Abstract
Background:
The last few years have detailed a number of surgical materials and techniques to stimulate guided bone regeneration (GBR). Polypropylene has been used as a mechanical barrier, intentionally designed to be exposed to the oral environment, isolating the regeneration area, and allowing the blood clot to remain protected in a confined space while pluripotent mesenchymal cells regenerate the alveolar bone tissue.
Aim:
Due to the lack of studies on polypropylene barriers (PB) (Bone Heal– Bone heal ind. e Com. LTDA – São Paulo, Brazil), this study aimed to evaluate the histological repair process of critical defects (7 mm) made in the rodent cranial vaults comparing its efficacy in GBR and modified GBR.
Materials and Methods:
A total of 30 rats were divided into three groups. The control group consisted of 10 rats, wounds covered with just a blood clot. The second group consisted of an exposed/uncoated PB at the edges of the wound, and it was removed after 3 days. The third group used submerged PB with coaptation of the wound edges, and it was not removed. Five animals of each group were euthanized at 30 and 90 days postoperative and submitted to microscopic analysis and histomorphometric evaluation.
Results:
Modified GBR (membrane exposed to the oral medium) provided earlier tissue organization at 30 days; however, the third group presented better bone neoformation at 90 days.
Conclusion:
Modified GBR provided earlier tissue organization compared with the control group, as well as promoting improved bone neoformation, while regeneration with the submerged membrane presented better bone neoformation in the long term.
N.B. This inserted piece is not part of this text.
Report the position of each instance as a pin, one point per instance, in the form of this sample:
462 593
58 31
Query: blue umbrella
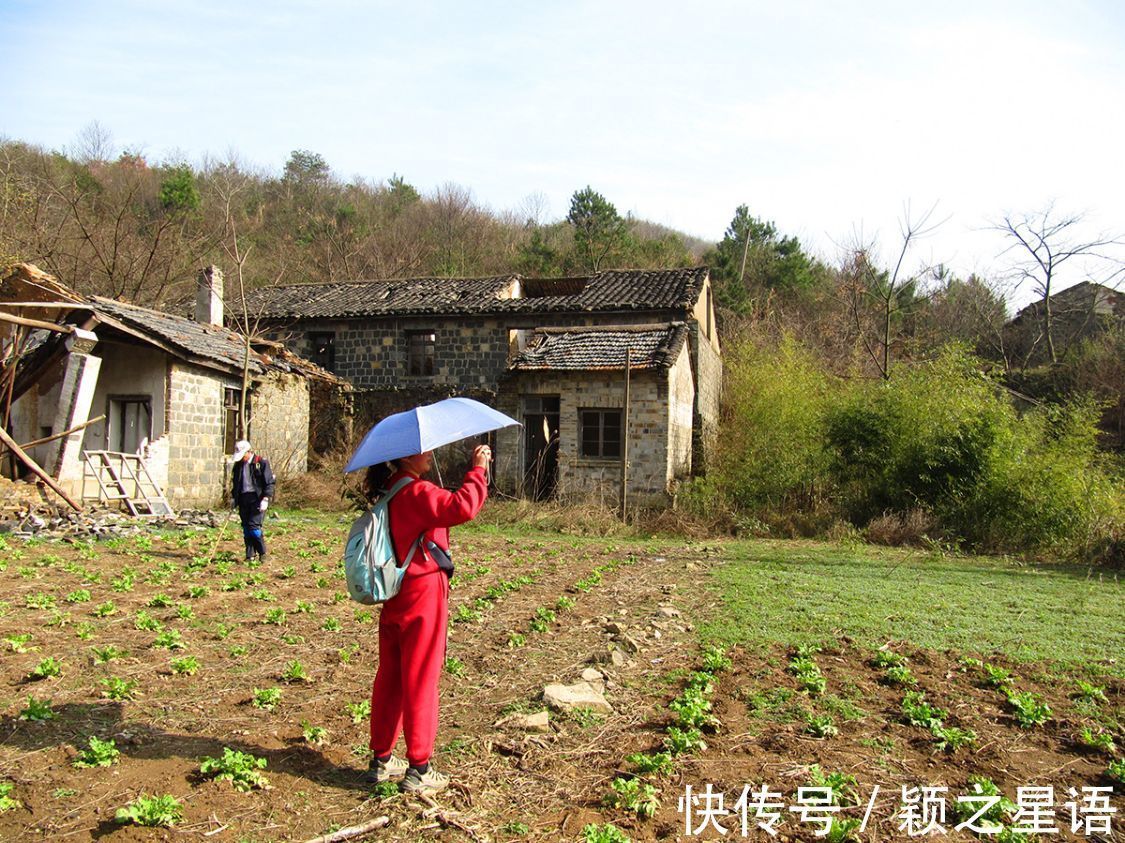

Key words: Bone regeneration, guided bone regeneration, polypropylene
INTRODUCTION
Significant physiological dimensional changes are to be expected following tooth extraction. Several studies have sought to understand and to quantify this remodeling process. Approximately 3.87 mm of loss in thickness and 1.67–2.03 mm in height occur within the first 3 months.[1] This loss may be related to reabsorption of the alveolar bone itself [2] or trauma resulting in vascular damage and an acute inflammatory reaction, which are considered mediators of bone resorption.[3] Factors, such as alveolus depth, mucosal thickness, systemic-metabolic conditions, and functional load, may affect this process.[4,5]
Alveolar preservation procedures have the potential to reduce such vertical and horizontal bone alterations, without completely interrupting them.[6] In a recent meta-analysis, compared to untreated alveoli submitted to preservation, treated areas are on average 1.31–1.54 mm thicker and 0.91–1.12 mm in higher, with better results obtained through guided bone regeneration (GBR), using nonabsorbable barriers without grafts, or through bioactive materials.[7]
GBR techniques are based on the concept of osteopromotion, in which, a barrier prevents the migration of epithelial cells into the alveolus, promoting cell exclusion, and preventing them from interfering with the repair process.[8,9]
Nonabsorbable barriers, such as expanded polytetrafluoroethylene, have a long history of success in GBR, particularly in periodontics. Its porosity allows bacterial colonization of the surface when exposed to the oral environment, therefore, one should consider its indication when a submerged membrane is required, while accepting the risk of failure should there be early exposure.[10] This represents a limitation for alveoli since the coaptation of borders at this site requires manipulation and advance of the flap without tension, a technique that is not always accessible to less-skilled professionals.
The use of a membrane exposed to the oral medium is defined as a modified GBR technique since conceptually when using this treatment modality; the membrane must remain submerged for at least 6 weeks.[11]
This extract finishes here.